Chapitre 2

La nuit a été longue.

Mon lit ressemble à un champ de bataille. Je m'étire et m'habille rapidement d'un vieux sweat bleu vif, avec un ballon de rugby blanc, hérité de mon grand-père. Je prends le temps quand même de cacher mes imperfections avec du fond de teint, puis pour enfiler un petit pendentif en forme de cœur, une pierre turquoise avec des reflets blancs ainsi que les boucles d'oreilles bleues qui vont avec.

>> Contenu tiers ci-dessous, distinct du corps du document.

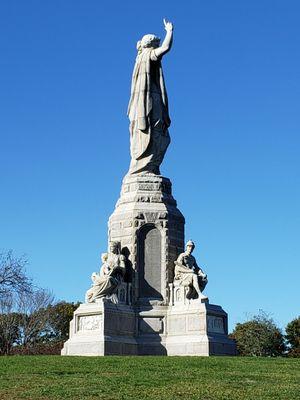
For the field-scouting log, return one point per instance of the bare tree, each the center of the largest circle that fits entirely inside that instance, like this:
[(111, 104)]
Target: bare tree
[(9, 324), (24, 308), (34, 311), (12, 274)]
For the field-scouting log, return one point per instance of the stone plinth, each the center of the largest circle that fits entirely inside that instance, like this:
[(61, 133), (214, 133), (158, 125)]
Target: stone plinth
[(149, 314), (198, 329), (150, 228), (105, 328), (102, 328)]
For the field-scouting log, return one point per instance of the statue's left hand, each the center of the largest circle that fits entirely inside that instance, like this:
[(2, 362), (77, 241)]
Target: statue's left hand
[(168, 25)]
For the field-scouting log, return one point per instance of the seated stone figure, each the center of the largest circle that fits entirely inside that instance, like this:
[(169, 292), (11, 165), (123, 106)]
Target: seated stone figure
[(110, 277), (187, 273)]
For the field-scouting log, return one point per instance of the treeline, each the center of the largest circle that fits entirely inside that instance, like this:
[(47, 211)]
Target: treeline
[(260, 336), (31, 322)]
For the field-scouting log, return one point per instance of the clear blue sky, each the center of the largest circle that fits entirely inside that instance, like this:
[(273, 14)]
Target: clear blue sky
[(233, 79)]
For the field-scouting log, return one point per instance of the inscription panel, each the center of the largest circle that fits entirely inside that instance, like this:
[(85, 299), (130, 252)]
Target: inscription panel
[(150, 262), (89, 322), (215, 324)]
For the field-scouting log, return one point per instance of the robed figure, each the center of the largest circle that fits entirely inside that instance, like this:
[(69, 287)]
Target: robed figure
[(148, 106)]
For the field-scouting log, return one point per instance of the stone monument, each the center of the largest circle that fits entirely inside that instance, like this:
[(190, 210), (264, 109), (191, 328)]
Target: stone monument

Il n'est que sept heures, le froid envahit la pièce, je m'assois sur le lit. Attrape mon téléphone, pas de nouvelles. Les murs blancs de la pièce sont si ternes et déprimants qu' on dirait les murs d'un hôpital. Il pleut encore. La pluie ruisselle sur la vitre. Je cherche encore la motivation pour aller en cours. Histoire, philosophie et cinéma sont au programme. J'enfile mes baskets, j'attache mes cheveux en un chignon maladroit. Demain c'est mon anniversaire mais ça n'a rien d'extraordinaire, juste un an de plus. Je vais avoir le droit aux petits mots de la famille, déposés soigneusement dans la boîte mail ou sur le profil Facebook. Quelques appels de la famille la plus proche, et peut-être un gâteau en revenant ce weekend chez moi. Pas de grande fête, pas d'invité. Juste moi et ma famille. Je suis fille unique, donc seulement mes parents et ma grand-mère. Du moins s'ils sont en congé. Ce n'est pas plus mal si on ne fait rien. Cela évite les disputes pour un rien.

J'attrape mon sac et descends à la cantine après avoir fermé la porte à clé. Je m'assois à une table. Il n'y a presque personne. Je n'ai pas très faim, encore une fois. Sur mon plateau, un simple morceau de pain, un bol de chocolat chaud et un jus d'orange. Charlotte et Louise ne sont pas encore arrivées, je ne sais pas si je vais les voir au petit déjeuner ce matin. Souvent elles viennent à quarante.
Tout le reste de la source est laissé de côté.